3. Convergence of sources and dates — recent confirmation of a standard formula
The dataset includes multiple recent entries confirming the same core excipients, notably package insert records dated 2025-02-04 and 2025-04-30, which independently list microcrystalline cellulose, pregelatinized starch, colloidal silicon dioxide, croscarmellose sodium and magnesium stearate [1]. Older regulatory product information from 2013 also aligns with these ingredients for STROMECTOL [2]. This pattern shows temporal consistency: formulations reported over a span of years remain substantially the same, with only occasional brand-specific additives (BHA, citric acid) introduced or highlighted.
4. Safety and allergy considerations the papers mention implicitly but do not expand
The assembled analyses do not provide clinical safety assessments, but listing BHA and citric acid in some formulations flags potential concerns for individuals with sensitivities or preferences: BHA is an antioxidant to which a minority of people may be sensitive, and citric acid can cause irritation in rare cases. The core excipients—microcrystalline cellulose, pregelatinized starch, croscarmellose sodium, colloidal silicon dioxide and magnesium stearate—are widely used and generally regarded as inert in most patients, yet excipient presence matters for allergy screening, vegan/vegetarian considerations, and excipient-related drug interactions, which the provided documents do not explore [1] [3].

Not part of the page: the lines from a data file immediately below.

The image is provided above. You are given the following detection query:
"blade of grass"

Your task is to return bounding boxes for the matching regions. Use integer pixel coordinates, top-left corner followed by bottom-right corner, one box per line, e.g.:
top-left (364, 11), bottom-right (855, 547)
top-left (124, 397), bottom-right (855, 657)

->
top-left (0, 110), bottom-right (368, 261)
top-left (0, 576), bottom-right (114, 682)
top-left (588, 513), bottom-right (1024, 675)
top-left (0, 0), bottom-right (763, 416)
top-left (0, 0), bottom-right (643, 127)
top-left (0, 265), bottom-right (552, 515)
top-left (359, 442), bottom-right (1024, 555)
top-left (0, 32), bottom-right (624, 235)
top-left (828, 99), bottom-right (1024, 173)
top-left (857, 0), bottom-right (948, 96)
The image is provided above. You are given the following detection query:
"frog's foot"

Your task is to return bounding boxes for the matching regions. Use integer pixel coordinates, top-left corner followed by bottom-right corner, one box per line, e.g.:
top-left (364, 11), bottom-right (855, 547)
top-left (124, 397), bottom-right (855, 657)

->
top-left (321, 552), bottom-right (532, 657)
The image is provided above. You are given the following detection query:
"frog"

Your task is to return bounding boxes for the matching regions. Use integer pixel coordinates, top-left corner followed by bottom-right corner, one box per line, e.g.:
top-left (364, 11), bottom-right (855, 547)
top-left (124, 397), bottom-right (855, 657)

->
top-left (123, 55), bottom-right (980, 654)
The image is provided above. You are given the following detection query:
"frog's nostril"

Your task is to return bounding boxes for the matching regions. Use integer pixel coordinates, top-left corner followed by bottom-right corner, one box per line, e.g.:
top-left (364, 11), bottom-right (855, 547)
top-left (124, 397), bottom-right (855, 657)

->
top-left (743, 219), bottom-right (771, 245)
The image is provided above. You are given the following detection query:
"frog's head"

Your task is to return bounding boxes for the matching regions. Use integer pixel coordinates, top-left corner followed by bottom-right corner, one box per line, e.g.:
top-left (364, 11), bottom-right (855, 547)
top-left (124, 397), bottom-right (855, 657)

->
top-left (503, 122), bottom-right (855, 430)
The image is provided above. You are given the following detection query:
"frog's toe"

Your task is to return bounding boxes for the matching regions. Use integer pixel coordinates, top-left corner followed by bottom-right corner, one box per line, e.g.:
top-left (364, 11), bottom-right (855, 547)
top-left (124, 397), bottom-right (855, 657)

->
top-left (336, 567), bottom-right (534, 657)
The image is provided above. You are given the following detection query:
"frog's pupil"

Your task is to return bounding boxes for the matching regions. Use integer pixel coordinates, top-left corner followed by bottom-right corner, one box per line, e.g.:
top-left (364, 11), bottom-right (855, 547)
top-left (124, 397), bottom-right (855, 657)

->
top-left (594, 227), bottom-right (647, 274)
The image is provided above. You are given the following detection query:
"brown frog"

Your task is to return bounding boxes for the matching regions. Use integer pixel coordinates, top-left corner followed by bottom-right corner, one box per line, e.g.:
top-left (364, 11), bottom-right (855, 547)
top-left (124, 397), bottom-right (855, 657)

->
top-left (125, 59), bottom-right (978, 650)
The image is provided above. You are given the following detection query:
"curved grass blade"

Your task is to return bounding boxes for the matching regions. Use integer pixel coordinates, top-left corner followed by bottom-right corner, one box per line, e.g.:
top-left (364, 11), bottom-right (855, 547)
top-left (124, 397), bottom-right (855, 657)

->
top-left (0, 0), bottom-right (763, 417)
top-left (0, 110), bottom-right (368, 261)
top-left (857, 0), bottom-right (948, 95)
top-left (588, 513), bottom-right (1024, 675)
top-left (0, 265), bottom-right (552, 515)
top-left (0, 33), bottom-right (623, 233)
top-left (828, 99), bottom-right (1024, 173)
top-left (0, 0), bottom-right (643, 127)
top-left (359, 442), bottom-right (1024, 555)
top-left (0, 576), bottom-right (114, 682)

5. Gaps, possible agendas, and practical takeaway for clinicians and patients
The documents provided focus on listing ingredients rather than explaining formulation rationale or patient implications, leaving gaps about allergenic potential, source materials (e.g., maize vs. other starch origins), or coatings that might matter to specific populations. Brand inserts emphasize product-specific additives—STROMECTOL’s inclusion of BHA and citric acid—suggesting a manufacturer agenda to document proprietary formulation differences while generics emphasize a minimal shared excipient list [3] [4] [5]. For practical use: if excipient sensitivity is a concern, check the exact product’s current prescribing information or label at dispensing; otherwise, expect the common excipients above to be present across most ivermectin tablets as confirmed by the provided sources [1].